When I was little, I would cry my eyes out when the Dodgers would lose a regular season game, and he’d say, “Buddy, you have to realize, at some point, that there are 162 games. It’s going to be alright.” He took me on baseball trips every summer beginning when I was like 11 or 12, and eventually we made it to every ballpark around the majors.
My dad is my hero. I love how he would analyze my dreams or how I felt I could come talk to him about anything. No subject was ever off-limits. Whenever I was in a difficult relationship, he would challenge me and say, “You need to really think about what draws you to a person like this, and once you figure that out and break that pattern, you’ll find the person who is truly right for you.” I’m proud to say I have found that person in Maria, and I couldn’t be more grateful she had the chance to know and love my parents. Just like my mom, my dad also supported me in whatever I wanted to do with my life. I was nervous when I made the switch from broadcasting to acting because I didn’t know how he’d react. I guess I should’ve known because all he ever wanted was for me to be happy and love what I do. I wish he and I could’ve worked on a project together from start to finish. I miss him so much.
It’s not lost on me that I was able to have these incredible experiences, that most people don’t get to have, because of who my parents were. But I would trade every Dodger game, every Broadway show, every vacation, if I could just spend just one more hour talking to them and to say goodbye.
When you are not living through a tragedy the specific way Romy and I are, it’s hard to wrap your head around just how horrific this has been. Because they weren’t your parents, it might be easier to move forward or even forget for a moment about what happened that day, but for us, it’s every single day.
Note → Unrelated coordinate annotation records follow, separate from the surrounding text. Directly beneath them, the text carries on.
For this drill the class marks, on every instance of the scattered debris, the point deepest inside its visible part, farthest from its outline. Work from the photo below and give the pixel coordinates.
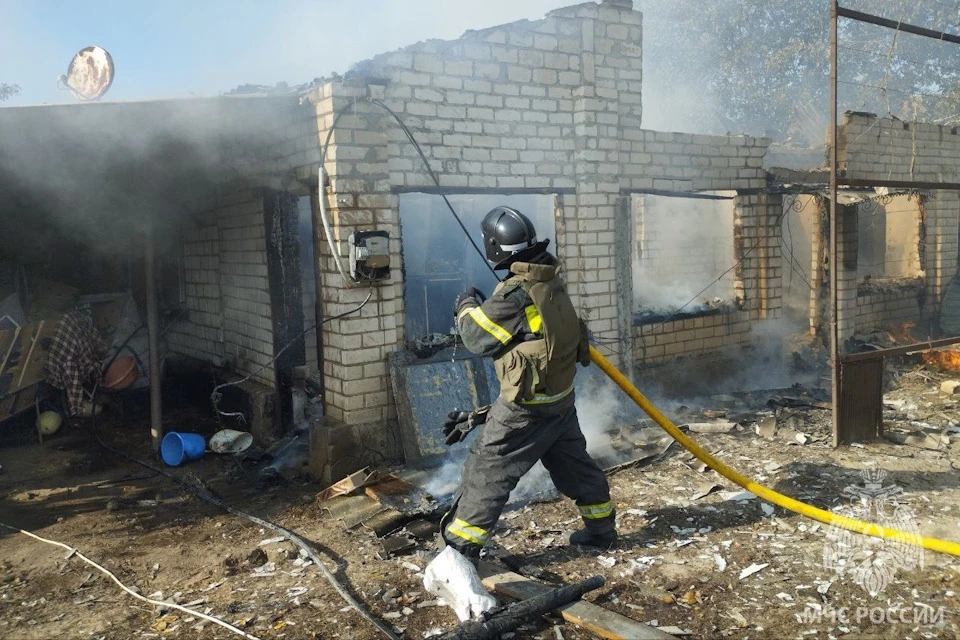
(721, 562)
(737, 496)
(705, 489)
(348, 485)
(752, 569)
(766, 428)
(710, 427)
(269, 541)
Every day since then has been horrendous. Every meeting we take, every person we talk to, every tear we shed, every movement we make is connected to our parents being murdered. In the middle of trying to process the most devastating moment of your life, the world demands meetings, paperwork, decisions, and explanations; as if documentation must come before mourning.
My goal in writing this piece is to offer some insight. Not only to what I lost but also to celebrate what my parents meant to me.
A lot of people have said to me, “I don’t even know what to say,” and I don’t blame them. If I weren’t in the middle of this shitstorm, I wouldn’t know what to say either. It’s too specific. Too dark.
We lost more than half of our family that night in the most violent way imaginable. Sure, any loss of a parent is devastating, but nothing compares to losing both of them at the same time and, on top of that, having your brother be at the center of it. It’s almost too impossible to process. I understand that people have questions about what happened. Some of those answers will come in time. But some parts of this belong only to our family, and keeping them private is the only way to protect what little remains of something that was taken from us.
What the hell do you say to someone who is living through this reality?
The truth is, there is nothing to say.
I just ask for love and compassion - the same principles my parents lived by.